A near miss, “near hit”, or “close call” is an unplanned event that has the potential to cause, but does not actually result in an incident.

The Incident Manager should exercise caution and their best judgement, in general we prefer to use internal notes instead of marking an entire issue confidential if possible. A couple lines of non-descript log data may not represent a data security concern, but a larger set of log, query, or other data must have more restrictive access. If assistance is required follow the Infrastructure Liaison Escalation process.

EOCs are responsible for responding to alerts even on the weekends. Time should not be spent mitigating the incident unless it is a ~severity::1 or ~severity::2. Mitigation for ~severity::3 and ~severity::4 incidents can occur during normal business hours, Monday-Friday. If you have any questions on this please reach out to an Infrastructure Engineering Manager.

During a verified Severity 1 Incident the IM will page the Infrastructure Liaison. This is not a substitute or replacement for the active Incident Manager.

The EOC and the Incident Manager On Call, at the time of the incident, are the default assignees for an incident issue. They are the assignees for the entire workflow of the incident issue.

Class 3 hazardous goodsexamples

If the EOC does not respond because they are unavailable, you should escalate the incident using the PagerDuty application, which will alert Infrastructure Engineering leadership.

Incident severity should be assigned at the beginning of an incident to ensure proper response across the organization. Incident severity should be determined based on the information that is available at the time. Severities can and should be adjusted as more information becomes available. The severity level reflects the maximum impact the incident had and should remain in that level even after the incident was mitigated or resolved.

After learning of the history and current state of the incident the Engineering Communications Lead will initiate and manage the customer interaction through these actions:

Class 3flammable liquid storage requirements

The Incident Manager is the DRI for all of the items listed above, but it is expected that the IM will do it with the support of the EOC or others who are involved with the incident. If an incident runs beyond a scheduled shift, the Incident Manager is responsible for handing over to the incoming IM.
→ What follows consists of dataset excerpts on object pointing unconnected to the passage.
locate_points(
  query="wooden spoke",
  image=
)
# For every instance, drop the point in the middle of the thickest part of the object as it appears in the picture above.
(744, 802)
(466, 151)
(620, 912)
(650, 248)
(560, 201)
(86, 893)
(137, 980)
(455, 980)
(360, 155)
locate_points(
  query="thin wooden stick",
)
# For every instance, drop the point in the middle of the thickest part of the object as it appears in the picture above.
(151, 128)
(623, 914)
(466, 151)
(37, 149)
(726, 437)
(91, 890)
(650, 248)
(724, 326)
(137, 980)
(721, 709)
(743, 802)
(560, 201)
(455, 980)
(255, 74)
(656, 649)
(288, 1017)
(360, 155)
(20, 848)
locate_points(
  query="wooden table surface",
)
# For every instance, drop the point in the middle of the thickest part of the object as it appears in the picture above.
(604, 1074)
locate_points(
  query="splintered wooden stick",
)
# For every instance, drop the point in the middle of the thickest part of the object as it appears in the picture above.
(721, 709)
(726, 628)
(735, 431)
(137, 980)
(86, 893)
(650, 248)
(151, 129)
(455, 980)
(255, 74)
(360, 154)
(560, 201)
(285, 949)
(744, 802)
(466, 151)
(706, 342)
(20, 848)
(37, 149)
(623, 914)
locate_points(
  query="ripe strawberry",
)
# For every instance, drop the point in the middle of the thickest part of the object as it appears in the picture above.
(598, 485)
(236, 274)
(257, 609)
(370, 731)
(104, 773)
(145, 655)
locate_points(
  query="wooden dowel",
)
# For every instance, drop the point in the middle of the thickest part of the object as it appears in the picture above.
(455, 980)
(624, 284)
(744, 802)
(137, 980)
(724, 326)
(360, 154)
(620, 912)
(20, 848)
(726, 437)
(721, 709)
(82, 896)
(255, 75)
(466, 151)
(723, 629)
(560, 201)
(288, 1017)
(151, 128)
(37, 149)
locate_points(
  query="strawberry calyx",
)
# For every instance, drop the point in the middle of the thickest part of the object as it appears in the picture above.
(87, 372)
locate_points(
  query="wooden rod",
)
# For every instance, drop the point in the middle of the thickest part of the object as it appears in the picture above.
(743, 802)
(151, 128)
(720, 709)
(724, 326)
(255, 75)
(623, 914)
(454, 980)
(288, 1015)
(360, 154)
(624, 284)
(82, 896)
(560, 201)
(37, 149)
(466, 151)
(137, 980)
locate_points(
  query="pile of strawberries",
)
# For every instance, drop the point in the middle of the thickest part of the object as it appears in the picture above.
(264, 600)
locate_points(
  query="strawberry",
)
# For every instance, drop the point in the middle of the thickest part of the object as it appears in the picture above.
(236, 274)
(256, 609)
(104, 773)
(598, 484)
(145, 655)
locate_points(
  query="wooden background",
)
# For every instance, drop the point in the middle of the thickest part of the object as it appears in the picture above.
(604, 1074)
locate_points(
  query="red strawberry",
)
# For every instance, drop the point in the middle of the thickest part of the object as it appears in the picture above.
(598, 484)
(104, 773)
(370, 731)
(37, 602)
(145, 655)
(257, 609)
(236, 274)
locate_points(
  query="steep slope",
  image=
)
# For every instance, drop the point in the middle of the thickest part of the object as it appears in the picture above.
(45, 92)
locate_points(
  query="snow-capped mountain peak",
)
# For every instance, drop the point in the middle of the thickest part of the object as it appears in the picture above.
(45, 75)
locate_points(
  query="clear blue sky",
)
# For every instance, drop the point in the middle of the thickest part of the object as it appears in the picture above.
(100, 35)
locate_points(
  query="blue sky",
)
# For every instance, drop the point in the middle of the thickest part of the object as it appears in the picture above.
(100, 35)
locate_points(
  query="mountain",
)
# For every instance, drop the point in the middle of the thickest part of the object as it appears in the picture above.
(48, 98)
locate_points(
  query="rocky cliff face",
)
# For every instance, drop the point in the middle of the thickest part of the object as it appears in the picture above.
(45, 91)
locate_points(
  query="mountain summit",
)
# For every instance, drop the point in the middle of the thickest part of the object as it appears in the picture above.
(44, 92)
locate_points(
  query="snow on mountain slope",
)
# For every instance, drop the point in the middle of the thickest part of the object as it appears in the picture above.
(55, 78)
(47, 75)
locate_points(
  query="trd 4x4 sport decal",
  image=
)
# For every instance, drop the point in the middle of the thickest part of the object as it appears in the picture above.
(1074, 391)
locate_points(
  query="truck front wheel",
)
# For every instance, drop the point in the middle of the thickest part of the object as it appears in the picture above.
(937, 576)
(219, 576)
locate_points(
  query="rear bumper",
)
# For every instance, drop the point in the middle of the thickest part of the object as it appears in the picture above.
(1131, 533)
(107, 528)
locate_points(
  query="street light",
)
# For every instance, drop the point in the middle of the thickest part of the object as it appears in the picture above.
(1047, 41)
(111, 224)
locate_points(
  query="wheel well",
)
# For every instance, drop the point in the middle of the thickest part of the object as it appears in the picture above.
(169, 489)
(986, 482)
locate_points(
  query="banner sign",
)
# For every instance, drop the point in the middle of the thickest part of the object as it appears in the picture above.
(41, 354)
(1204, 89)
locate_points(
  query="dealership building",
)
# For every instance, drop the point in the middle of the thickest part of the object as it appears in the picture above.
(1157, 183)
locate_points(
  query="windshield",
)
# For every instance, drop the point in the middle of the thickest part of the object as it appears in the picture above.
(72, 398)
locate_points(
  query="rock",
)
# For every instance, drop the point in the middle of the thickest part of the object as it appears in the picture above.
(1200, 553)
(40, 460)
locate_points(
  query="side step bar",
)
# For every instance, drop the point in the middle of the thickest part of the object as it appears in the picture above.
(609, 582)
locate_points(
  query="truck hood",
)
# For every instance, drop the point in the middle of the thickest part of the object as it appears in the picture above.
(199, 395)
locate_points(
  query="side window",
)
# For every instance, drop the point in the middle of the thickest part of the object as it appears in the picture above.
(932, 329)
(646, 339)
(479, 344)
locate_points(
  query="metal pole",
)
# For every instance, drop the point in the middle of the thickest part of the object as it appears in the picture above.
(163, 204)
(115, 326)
For Sev3 and Sev4 incidents, the EOC is also responsible for Incident Manager Responsibilities, second to mitigating and resolving the incident.

In order to effectively track specific metrics and have a single pane of glass for incidents and their reviews, specific labels are used. The below workflow diagram describes the path an incident takes from open to closed. All S1 incidents require a review, other incidents can also be reviewed as described here.

Runbooks are available for engineers on call. The project README contains links to checklists for each of the above roles.

The following services should primarily be used for application code changes or feature flag changes, not changes to configuration or code maintained by the Infrastructure department:

30-minutes before the maintenance window starts, the Engineering Manager who is responsible for the change should notify the SRE on-call, the Release Managers and the CMOC to inform them that the maintenance is about to begin.

In our last blog, What Defines a Hazardous Material, we began to discuss the different definitions of hazardous waste and materials based on the regulating agency that is defining them. Part of understanding these materials is to determine which class they fall under, this will be your guide to understanding how to adequately handled them.

As a means to ensure a healthy Incident Manager rotation with sufficient staffing and no significant burden on any single individual we staff this role with Team Members from across Engineering.

When an incident starts, the incident automation sends a message in the #incident-management channel containing a link to a per-incident Slack channel for text based communication, the incident issue for permanent records, and the Situation Room Zoom link for incident team members to join for synchronous verbal and screen-sharing communication.